Titus David Russell, is my son, he's my youngest by a whopping 13 minutes. He is a love bug who gives fabulous hugs, he is mechanical and we are often amazed at how he can figure things out. He loves playing with his sisters, but he also enjoys picking on them. I am forever amazed at how different he is from our girls. I realize the obvious difference. But you have to take in consideration that I had two sisters and zero brothers. Boys are a whole nother realm to me. I am pleased that my son is all boy! He has been walking around shooting things pretty much from birth, I distinctly remember him pointing his sippy cup at Mark and shooting him, while making the gun noises. He discovered the other day that when you push two things into each other at a rapid rate it makes a very fun crashing sound. He now crashes his tonka cars, he crashes into his sisters, anything he things would make a fun crashing sound, he thinks is great.
One of these boy moments hit home with me and God used it as a parable in my life. I can only chalk this moment up to a boy moment. Titus was standing on the couch, he turned around, and ran and leaped off the couch. Now I don't know how he thought he was going to land, he simply thought hmm I'm going to run and jump off the couch. Thankfully I was sitting beside him and quickly grabbed his hand and helped him land a little smoothier. He thought that was great and proceded to do it a couple more times. Now I can vouch and tell you my girls have never thought, "hey, I'm going to run and jump off the couch".

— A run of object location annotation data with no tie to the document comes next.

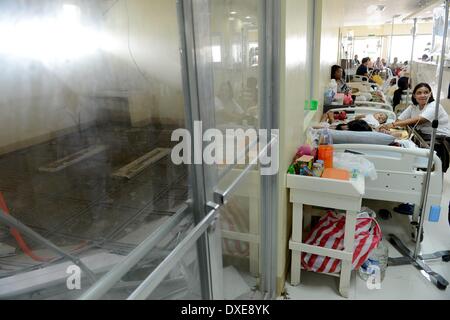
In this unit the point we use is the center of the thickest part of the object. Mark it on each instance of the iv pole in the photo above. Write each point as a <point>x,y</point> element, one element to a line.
<point>413,257</point>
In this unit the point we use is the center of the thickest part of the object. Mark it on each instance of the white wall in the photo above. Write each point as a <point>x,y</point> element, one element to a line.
<point>41,98</point>
<point>293,92</point>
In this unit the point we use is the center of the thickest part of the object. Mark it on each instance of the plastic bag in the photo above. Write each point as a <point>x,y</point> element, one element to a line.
<point>351,162</point>
<point>330,232</point>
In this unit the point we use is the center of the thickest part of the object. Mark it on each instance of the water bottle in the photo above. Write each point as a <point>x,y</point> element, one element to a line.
<point>326,149</point>
<point>376,263</point>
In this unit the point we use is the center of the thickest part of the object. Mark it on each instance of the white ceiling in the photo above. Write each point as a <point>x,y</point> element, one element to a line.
<point>362,12</point>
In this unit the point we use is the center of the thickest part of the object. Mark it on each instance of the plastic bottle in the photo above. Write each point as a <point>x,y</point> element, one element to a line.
<point>326,149</point>
<point>376,262</point>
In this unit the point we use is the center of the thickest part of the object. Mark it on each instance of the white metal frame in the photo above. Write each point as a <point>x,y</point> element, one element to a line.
<point>363,110</point>
<point>399,178</point>
<point>338,194</point>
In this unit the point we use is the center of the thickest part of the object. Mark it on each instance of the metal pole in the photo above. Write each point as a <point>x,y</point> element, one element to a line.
<point>108,281</point>
<point>411,60</point>
<point>433,136</point>
<point>14,223</point>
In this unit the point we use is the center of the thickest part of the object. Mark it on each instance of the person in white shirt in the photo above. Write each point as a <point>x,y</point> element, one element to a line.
<point>422,112</point>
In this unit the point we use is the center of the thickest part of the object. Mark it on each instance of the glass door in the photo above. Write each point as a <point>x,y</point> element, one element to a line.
<point>227,58</point>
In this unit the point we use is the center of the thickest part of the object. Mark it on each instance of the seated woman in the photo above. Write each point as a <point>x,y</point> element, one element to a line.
<point>355,125</point>
<point>374,120</point>
<point>403,84</point>
<point>337,73</point>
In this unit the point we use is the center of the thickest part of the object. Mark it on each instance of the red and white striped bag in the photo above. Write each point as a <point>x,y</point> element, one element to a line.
<point>329,233</point>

After thinking on this leaping episode a bit. God then spoke to me, he reminded me that there have been plenty of times in my life when I have leaped without thinking what the consequences would be or worse lept knowing there would be consequences but I didn't care. God also reminded me that when I have leaped he has grabbed my hand and helpd me have a smootheir landing. There have been times when God has felt it safe enough to allow me to belly flop. Two things can happen when I am allowed to belly flop. One, get embarrssed and throw a tantrum because I'm made I flopped. The second option is to humbly accept that I flopped, ask for forgiveness, and see to reconcile with God and those I may have hurt in the flopping process.
When I look at Titus, I often think to myself as God spoke to Jesus, there is MY son in whom I am well pleased. The next time I watch my son leap, I will remember there is one bigger than I who is ready to catch my son and who loves him more than I do. One who knows when it is best to let Titus belly flop or when to grab his hand for a smoothier landing.